In the fall this year, Kobe Bryant detailed to Jimmy Kimmel how he used to read the referee's handbook to figure out their blind spots so that he could use more underhanded means for an advantage where they weren't looking. It hits all the right notes to burnish Kobe's legacy as a pathological competitor. But Bryant wasn't above using other parts of his persona in an effort to gain an advantage on the basketball court, as Richard Jefferson explained during the Nets-Lakers broadcast on Monday night.

It seems his status as a chucker (i.e. a ball hog, in basketball parlance) earned him a pair of free throws when the refs were undecided if it was a shooting foul.
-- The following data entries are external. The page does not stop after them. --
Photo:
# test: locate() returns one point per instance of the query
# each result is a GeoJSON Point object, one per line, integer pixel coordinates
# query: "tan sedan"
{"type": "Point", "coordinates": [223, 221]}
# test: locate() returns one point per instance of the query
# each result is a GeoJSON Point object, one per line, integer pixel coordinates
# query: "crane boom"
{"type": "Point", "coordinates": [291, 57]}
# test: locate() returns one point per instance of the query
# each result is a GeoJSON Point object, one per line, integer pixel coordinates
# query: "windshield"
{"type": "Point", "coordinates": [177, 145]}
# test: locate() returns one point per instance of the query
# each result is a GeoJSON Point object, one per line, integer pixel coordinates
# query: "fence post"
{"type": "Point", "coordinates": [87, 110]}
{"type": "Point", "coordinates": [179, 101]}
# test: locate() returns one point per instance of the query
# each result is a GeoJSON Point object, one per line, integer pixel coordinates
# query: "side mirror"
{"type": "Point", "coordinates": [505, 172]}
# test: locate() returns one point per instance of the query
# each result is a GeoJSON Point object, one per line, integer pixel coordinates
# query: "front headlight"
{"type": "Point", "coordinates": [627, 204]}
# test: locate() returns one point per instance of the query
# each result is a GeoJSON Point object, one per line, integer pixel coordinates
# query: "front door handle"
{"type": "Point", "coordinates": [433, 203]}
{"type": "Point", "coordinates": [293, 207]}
Diabolical! We're excited to hear the anecdote about how Kobe traded the soul of an innocent ball boy in a Faustian exchange for his last title. ("But he won the chip," the Kobe stans say to the ballboy's heartbroken family.) 

Before those stans send directions to Temecula, let's remember that Bryant set the record for most field goal attempts in a game during the last game of his career, when he shot the ball 50 times to score 60 points for a 17-win Lakers team. It remains an accurate summation of the good and bad tendencies he exhibited over the course of a hall-of-fame career. 

It's also worth noting that Bryant has six of the top-10 games with the most field goal attempts in NBA history. For comparison's sake, similar chuckers Michael Jordan (4 in the top 10, three of which were No. 10) and Russell Westbrook (2), aren't even in his stratosphere when it comes to getting up shots. Bryant's missed more shots than anyone else in NBA history—over a 1000 misses more than No. 2, John Havlicek.

All of this is to say, someone check on Weezy.